The llama.cpp project released tag b9659, which includes a bug fix for the mtmd component that was miscounting n_tokens (PR #24656). This release also provides pre-built binaries for a wide range of platforms, including macOS (ARM64, Intel), Linux (x64, ARM64, s390x with Vulkan, ROCm, OpenVINO, SYCL), Android (ARM64), and Windows (x64, ARM64 with CUDA 12/13, Vulkan, SYCL, HIP). Notably, the macOS Apple Silicon build with KleidiAI enabled is marked as disabled, while the iOS XCFramework artifact is available.
The llama.cpp project released build b9658. A key change improves chat debugging: on parse errors, the debug output now includes the full unparsed prompt. The release also provides pre-built binaries for many platforms, including macOS (Apple Silicon, Intel), Linux (CPU, Vulkan, ROCm, OpenVINO, SYCL), Android (arm64 CPU), and Windows (CPU, CUDA, Vulkan, SYCL, HIP). The KleidiAI-enabled macOS Apple Silicon build is currently disabled in this release.
llama.cpp release b9656 hardens the PEG-native tool call parsing. It now accepts an optional leading "type":"function" field to accommodate OpenAI-style tool call serialization. On a final parse failure, the parser returns a clean error and logs the unparsed fragment instead of throwing raw internal state. The raw arguments string is preserved when it is not valid JSON, preventing an abort of the prompt rendering. Parse failures are surfaced with clearer error messages, eliminating silent empty assistant turns. The lenient handling of the "type":"function" field is gated behind an analysis flag.
The llama.cpp project released tag b9655, which fixes an 'oldie but goodie' grammar generator bug in the chat feature that surfaced during recent changes (PR #24653). Additionally, an erroneous case in the PEG parser test was updated. The release provides pre-built binaries for a wide range of platforms including macOS (Apple Silicon, Intel, KleidiAI), Linux (x64, arm64, s390x, Vulkan, ROCm, OpenVINO, SYCL), Android (arm64), and Windows (x64, arm64, CUDA 12/13, Vulkan, SYCL, HIP). openEuler builds and UI components are also included.

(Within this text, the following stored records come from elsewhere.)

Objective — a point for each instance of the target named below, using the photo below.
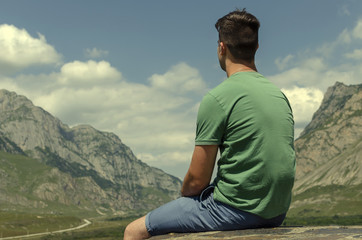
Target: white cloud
(20, 50)
(181, 78)
(306, 78)
(304, 102)
(88, 74)
(95, 53)
(283, 63)
(356, 54)
(344, 11)
(357, 31)
(152, 119)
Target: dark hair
(239, 31)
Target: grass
(323, 221)
(101, 229)
(327, 201)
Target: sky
(139, 69)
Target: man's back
(253, 124)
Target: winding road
(86, 223)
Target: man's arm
(200, 171)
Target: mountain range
(48, 166)
(80, 168)
(329, 156)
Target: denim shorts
(202, 213)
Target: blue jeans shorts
(202, 213)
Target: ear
(222, 48)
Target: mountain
(328, 153)
(79, 168)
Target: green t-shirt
(252, 122)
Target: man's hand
(200, 171)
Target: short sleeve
(210, 122)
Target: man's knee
(136, 230)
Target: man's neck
(232, 67)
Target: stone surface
(296, 233)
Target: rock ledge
(296, 232)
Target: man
(250, 120)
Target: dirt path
(87, 222)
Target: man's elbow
(193, 188)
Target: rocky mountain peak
(99, 158)
(329, 150)
(334, 101)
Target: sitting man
(250, 121)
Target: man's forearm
(191, 187)
(199, 173)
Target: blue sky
(140, 68)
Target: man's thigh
(198, 214)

The llama.cpp release b9654 adds a post-decode callback to the mtmd (multimodal text decode) module, implemented in PR #24645. The development was assisted by the Qwen3.6-27B language model. Pre-built binaries are provided for macOS Apple Silicon, Linux x64/arm64, Windows x64/arm64, and Android, with various GPU backends (Vulkan, CUDA 12/13, ROCm, SYCL, HIP) and some configurations disabled.

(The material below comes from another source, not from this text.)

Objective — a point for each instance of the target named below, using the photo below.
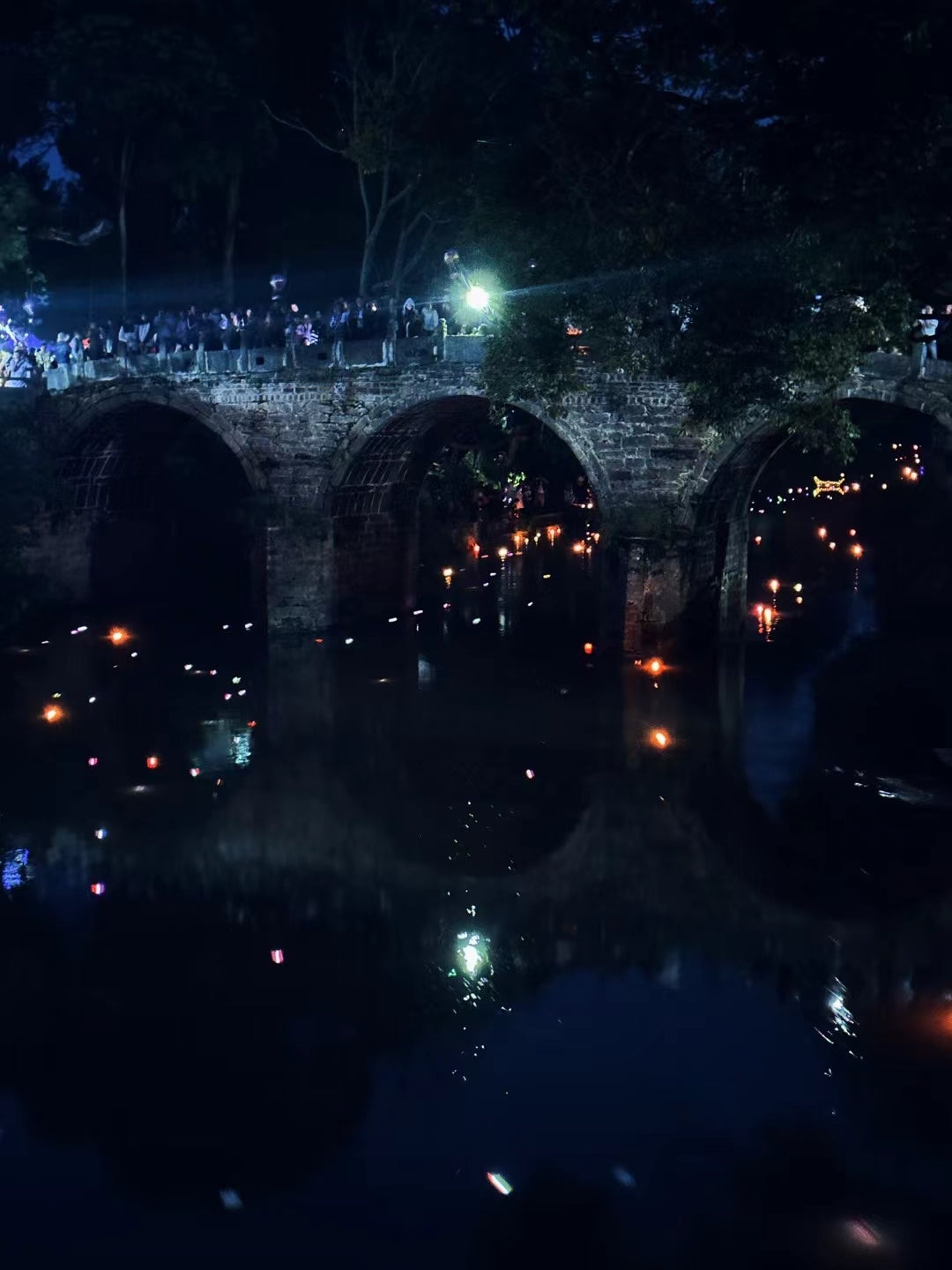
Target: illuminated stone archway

The b9653 release of llama.cpp extends the Vulkan backend to handle additional CONCAT tensor operation types, improving compatibility for models that rely on these operations. It also ships pre-built binaries for macOS (Apple Silicon, Intel), Linux (multiple GPU backends including Vulkan, ROCm, OpenVINO, SYCL), Android, Windows (CUDA 12/13, Vulkan, SYCL, HIP), and openEuler platforms. The release was published automatically on June 15, 2026.